At step one of her analysis, the ALJ found that Plaintiff had not engaged in substantial gainful activity between June 15, 2011 and the date of her decision. (Admin Tr. 28, Doc. 10 p. 23). In fact, Plaintiff testified that he last worked as a lead handler for four months in 1989, when he was in his early twenties, but was forced to resign due to his back pain. (Admin Tr. 1204, Doc. 10-7 p. 88). Since that time, Plaintiff has been incarcerated on multiple occasions, and spent an estimated total of ten to eleven years in prison due on various charges. (Admin Tr. 1205, Doc. 10-7 p. 89). Plaintiff told the consultative examiner that he had never held a job for more than four months. (Admin Tr. 836, Doc. 10-5 p. 28).

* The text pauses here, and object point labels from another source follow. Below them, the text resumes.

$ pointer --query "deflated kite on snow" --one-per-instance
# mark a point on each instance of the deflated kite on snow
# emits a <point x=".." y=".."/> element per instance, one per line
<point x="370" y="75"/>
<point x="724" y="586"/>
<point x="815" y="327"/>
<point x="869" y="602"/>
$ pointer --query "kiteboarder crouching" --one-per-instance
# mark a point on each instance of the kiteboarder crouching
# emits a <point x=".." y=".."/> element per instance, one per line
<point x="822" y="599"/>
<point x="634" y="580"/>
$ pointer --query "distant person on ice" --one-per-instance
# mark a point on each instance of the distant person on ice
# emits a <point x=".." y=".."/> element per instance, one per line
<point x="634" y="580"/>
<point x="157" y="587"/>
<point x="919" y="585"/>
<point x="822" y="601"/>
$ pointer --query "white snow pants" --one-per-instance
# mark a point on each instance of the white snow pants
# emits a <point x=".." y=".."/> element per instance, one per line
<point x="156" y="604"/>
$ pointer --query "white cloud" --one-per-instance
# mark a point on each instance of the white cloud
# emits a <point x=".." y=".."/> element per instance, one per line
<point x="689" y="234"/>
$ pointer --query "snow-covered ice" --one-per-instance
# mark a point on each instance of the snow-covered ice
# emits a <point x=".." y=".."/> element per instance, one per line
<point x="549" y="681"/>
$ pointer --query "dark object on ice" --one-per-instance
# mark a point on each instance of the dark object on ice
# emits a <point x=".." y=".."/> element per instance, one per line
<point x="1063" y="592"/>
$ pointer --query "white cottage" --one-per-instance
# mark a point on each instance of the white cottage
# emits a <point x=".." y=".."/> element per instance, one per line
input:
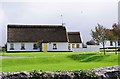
<point x="74" y="40"/>
<point x="37" y="38"/>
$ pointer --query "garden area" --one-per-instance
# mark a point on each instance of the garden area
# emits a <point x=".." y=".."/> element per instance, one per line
<point x="56" y="61"/>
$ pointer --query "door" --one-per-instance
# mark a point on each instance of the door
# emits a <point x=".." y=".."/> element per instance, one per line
<point x="45" y="47"/>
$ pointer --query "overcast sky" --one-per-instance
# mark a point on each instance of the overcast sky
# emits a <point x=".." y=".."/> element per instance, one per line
<point x="78" y="15"/>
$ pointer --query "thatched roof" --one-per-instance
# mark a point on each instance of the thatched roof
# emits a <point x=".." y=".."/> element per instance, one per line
<point x="35" y="33"/>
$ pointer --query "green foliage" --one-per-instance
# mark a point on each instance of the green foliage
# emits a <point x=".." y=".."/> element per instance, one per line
<point x="57" y="61"/>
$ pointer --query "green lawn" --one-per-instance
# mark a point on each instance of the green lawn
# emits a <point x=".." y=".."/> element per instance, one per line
<point x="55" y="61"/>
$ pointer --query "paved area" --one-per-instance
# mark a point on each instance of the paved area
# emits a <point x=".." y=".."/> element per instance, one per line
<point x="1" y="57"/>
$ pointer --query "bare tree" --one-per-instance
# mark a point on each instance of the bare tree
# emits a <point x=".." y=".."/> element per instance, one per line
<point x="99" y="35"/>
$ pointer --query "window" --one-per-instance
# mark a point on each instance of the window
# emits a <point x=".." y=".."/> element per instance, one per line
<point x="35" y="46"/>
<point x="77" y="45"/>
<point x="11" y="46"/>
<point x="111" y="43"/>
<point x="22" y="46"/>
<point x="119" y="43"/>
<point x="54" y="46"/>
<point x="73" y="45"/>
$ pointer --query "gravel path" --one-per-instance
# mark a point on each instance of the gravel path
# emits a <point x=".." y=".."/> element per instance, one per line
<point x="2" y="57"/>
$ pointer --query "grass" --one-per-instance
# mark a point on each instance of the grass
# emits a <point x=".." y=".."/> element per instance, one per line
<point x="57" y="61"/>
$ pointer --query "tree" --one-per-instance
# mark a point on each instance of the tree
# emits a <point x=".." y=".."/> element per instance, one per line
<point x="112" y="37"/>
<point x="99" y="35"/>
<point x="40" y="45"/>
<point x="116" y="30"/>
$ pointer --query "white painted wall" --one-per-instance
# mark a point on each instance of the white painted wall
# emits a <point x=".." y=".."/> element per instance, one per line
<point x="90" y="48"/>
<point x="71" y="49"/>
<point x="17" y="47"/>
<point x="61" y="46"/>
<point x="107" y="44"/>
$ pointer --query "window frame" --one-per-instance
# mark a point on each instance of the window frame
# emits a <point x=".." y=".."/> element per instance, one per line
<point x="22" y="46"/>
<point x="35" y="46"/>
<point x="77" y="45"/>
<point x="11" y="46"/>
<point x="111" y="43"/>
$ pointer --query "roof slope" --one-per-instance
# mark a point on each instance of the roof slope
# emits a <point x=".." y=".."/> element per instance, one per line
<point x="74" y="37"/>
<point x="35" y="33"/>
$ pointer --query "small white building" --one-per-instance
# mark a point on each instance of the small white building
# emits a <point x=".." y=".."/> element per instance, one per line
<point x="74" y="40"/>
<point x="37" y="38"/>
<point x="110" y="44"/>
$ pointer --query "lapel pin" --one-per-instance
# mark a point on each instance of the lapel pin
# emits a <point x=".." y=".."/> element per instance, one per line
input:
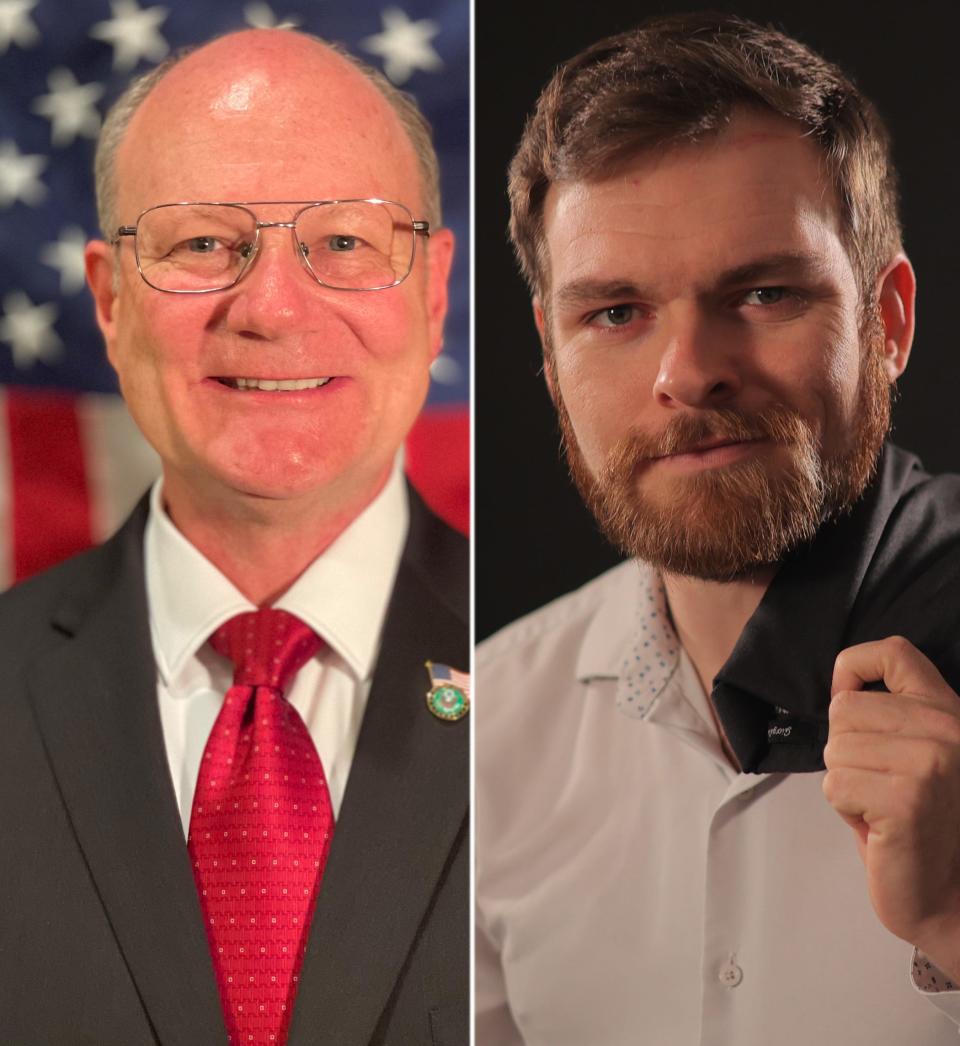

At step two of her analysis, the ALJ found that Plaintiff had the severe impairments of: degenerative disc disease; radiculopathy; bilateral carpal tunnel syndrome; gastrointestinal reflux/irritable bowel syndrome; sinusitis; chronic obstructive pulmonary disease; major depressive disorder; panic disorder; alcohol dependence; stimulant dependence; antisocial personality disorder; and, avoidant personality disorder. (Admin Tr. 20, Doc. 10 p. 23)

At step three of her analysis, the ALJ found that Plaintiff did not have an impairment or combination of impairments that met or medically equaled the severity of one of the listed impairments in 20 C.F.R. Part 404, Subpart P, Appendix 1. (Admin Tr. 20, Doc. 10 p. 23).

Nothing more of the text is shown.